SIEGEL: Now, remind us again of what Atlas Obscura is and how these collections came to be a part of your article.


JACOBSON: Sure. So Atlas Obscura is a compendium of the world's most unusual and off-the-beaten-path places. As an editor of Atlas Obscura, I was looking at all of these places and I - and when I visit a new place, I like to go to their cemetery and then see what unusual museums they have in their place. So you're going to Burlingame, Calif. The Burlingame Museum of Pez Memorabilia would come up.


SIEGEL: Say no more. What a magnificent idea. The Museum of Pez Memorabilia - whose idea was that?


JACOBSON: That was the work of Gary and Nancy Doss, and they had this computer repair shop and sort of collected Pez. I'm assuming the only real Pez memorabilia is Pez dispensers.


(LAUGHTER)


JACOBSON: But they collected these and displayed them sort of as a hobby in their shop. And then that took over, and the entire shop became the Pez museum.
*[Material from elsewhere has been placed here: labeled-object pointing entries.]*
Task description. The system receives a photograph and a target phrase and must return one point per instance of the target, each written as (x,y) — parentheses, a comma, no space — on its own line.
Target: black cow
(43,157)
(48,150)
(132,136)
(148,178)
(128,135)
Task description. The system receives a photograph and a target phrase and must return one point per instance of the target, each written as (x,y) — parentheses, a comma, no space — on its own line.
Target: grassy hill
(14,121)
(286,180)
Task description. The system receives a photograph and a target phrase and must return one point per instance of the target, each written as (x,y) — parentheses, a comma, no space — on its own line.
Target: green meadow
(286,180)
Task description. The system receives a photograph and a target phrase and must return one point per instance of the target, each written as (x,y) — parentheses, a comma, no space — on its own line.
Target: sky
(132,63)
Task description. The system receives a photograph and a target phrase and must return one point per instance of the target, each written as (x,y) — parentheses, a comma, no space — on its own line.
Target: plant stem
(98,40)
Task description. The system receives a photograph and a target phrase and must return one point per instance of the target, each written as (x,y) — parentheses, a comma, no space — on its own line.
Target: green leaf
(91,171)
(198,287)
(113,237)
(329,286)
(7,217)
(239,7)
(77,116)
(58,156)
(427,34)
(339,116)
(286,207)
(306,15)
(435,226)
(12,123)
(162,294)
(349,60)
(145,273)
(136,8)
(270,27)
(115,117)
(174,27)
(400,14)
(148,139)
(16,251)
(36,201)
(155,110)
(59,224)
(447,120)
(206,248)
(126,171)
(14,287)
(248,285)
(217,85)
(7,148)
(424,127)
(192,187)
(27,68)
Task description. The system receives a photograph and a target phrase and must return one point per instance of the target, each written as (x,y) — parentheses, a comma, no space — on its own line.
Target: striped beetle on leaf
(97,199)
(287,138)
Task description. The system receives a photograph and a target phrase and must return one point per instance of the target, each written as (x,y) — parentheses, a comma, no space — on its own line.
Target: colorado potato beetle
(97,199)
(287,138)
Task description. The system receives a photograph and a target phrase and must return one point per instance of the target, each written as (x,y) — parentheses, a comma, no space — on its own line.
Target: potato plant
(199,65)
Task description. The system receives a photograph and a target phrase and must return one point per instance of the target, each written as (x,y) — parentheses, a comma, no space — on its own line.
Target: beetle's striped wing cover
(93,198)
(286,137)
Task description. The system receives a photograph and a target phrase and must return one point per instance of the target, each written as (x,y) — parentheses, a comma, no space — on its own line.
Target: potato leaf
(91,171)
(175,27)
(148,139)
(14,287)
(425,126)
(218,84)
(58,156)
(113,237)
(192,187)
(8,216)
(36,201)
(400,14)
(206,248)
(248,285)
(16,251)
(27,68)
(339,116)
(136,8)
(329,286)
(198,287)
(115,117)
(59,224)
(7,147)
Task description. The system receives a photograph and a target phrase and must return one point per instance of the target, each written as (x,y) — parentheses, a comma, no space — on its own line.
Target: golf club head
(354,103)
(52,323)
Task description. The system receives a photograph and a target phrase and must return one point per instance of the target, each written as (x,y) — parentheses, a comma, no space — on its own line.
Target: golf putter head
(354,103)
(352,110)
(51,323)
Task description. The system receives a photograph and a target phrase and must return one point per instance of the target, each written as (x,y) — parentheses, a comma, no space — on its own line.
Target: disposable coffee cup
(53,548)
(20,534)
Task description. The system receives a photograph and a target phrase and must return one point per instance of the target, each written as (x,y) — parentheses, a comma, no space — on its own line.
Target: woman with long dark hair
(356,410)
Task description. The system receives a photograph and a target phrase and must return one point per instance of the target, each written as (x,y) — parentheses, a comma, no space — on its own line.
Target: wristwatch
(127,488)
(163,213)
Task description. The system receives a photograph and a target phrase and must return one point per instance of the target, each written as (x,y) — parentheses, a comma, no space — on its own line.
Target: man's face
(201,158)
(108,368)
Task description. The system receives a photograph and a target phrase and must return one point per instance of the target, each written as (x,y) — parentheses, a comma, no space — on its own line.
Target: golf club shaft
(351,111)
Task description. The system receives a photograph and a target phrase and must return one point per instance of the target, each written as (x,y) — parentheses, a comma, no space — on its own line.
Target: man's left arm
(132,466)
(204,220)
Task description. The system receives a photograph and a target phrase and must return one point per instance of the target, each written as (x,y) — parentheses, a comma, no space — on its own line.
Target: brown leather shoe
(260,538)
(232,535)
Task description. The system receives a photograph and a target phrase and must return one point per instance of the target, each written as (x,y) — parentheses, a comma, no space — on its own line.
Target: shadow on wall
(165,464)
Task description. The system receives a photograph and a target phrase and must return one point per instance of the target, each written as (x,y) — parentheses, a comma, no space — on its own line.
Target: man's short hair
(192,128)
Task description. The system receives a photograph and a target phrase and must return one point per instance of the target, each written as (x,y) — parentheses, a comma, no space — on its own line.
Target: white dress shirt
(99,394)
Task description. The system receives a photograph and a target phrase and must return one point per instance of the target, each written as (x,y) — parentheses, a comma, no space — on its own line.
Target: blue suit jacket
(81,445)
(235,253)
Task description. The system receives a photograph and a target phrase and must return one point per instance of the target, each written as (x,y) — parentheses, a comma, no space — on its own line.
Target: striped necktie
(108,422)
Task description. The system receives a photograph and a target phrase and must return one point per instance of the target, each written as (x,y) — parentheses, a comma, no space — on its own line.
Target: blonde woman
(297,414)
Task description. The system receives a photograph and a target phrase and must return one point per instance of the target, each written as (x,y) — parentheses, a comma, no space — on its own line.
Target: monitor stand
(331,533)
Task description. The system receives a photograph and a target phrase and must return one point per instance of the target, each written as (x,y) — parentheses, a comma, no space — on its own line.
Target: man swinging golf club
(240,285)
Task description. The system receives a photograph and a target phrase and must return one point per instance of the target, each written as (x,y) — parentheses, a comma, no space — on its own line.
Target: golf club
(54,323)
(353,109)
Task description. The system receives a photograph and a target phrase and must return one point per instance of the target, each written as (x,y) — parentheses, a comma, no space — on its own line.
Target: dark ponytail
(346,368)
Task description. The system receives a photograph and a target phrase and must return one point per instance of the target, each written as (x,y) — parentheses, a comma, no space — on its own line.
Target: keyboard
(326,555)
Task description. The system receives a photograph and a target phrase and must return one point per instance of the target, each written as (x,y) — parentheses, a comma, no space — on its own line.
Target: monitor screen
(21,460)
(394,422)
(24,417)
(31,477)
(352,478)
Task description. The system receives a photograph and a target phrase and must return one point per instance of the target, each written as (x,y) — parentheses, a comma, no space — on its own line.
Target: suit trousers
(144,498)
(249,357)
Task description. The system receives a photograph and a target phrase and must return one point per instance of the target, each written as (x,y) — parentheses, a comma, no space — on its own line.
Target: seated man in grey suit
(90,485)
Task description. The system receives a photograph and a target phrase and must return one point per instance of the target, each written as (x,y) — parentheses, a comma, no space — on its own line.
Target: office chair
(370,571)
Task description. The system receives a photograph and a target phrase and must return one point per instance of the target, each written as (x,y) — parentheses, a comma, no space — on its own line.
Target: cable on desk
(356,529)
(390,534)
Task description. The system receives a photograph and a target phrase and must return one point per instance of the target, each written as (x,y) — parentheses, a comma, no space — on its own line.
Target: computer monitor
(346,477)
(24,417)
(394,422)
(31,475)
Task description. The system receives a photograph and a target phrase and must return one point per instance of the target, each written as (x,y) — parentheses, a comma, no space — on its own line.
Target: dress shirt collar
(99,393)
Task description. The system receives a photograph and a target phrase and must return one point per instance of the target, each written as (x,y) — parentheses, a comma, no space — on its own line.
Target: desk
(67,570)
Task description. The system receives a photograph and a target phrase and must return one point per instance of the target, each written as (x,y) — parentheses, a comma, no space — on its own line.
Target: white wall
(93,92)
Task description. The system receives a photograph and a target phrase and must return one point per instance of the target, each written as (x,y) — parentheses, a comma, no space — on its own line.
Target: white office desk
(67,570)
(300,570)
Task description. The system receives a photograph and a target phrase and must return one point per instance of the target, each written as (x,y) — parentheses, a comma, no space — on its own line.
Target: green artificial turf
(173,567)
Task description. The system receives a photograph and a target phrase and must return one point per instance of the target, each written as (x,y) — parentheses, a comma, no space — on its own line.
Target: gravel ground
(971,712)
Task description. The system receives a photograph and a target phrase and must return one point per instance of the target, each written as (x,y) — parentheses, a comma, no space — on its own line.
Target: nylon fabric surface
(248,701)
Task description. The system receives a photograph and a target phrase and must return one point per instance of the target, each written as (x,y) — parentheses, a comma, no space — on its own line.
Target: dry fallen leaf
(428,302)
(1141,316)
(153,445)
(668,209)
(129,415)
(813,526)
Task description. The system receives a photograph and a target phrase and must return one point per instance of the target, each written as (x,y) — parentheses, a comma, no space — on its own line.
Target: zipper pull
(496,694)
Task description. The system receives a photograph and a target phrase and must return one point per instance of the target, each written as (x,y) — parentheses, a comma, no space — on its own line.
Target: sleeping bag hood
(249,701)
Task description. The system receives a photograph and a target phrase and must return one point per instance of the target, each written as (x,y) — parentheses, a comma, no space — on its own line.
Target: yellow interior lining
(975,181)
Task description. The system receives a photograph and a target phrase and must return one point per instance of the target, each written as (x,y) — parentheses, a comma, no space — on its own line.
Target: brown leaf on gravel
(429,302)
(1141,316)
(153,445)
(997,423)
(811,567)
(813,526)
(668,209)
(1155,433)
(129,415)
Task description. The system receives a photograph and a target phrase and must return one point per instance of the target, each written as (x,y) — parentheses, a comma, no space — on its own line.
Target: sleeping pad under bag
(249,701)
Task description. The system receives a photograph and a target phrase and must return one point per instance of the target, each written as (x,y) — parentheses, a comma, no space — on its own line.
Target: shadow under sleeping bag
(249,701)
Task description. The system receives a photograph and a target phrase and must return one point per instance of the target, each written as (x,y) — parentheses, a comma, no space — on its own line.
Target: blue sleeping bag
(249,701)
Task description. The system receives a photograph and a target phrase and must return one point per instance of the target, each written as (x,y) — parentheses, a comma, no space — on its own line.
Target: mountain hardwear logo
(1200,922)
SIEGEL: So if I wanted to find that one with the little fox's head where the fox mouth opened up and the Pez came out, they would probably have that there.


JACOBSON: That would be the place to go.


SIEGEL: Wow. I also like the idea of the tuba museum in North Carolina.


JACOBSON: That's actually a similar situation where it was one collector who opened his collection up to the public. Vincent Simonetti was a tubist, and he started collecting antique tubas. There, you can find all kinds of tubas, but you can also find cousins of the tuba, like euphoniums or sousaphones. And I think it's nice because it gives this oft maligned instrument a nice little day in the sun.


SIEGEL: Of course, it takes up more space than a museum devoted to ticks.


JACOBSON: Yeah. I guess it depends on the size of the collection.


SIEGEL: (Laughter) I guess you could have that many takes.


JACOBSON: Exactly.


SIEGEL: What about - there's a museum in Germany that you include in your list, which is the Museum of Snoring. From what I could tell on its website, it's more like the museum of trying to stop snoring.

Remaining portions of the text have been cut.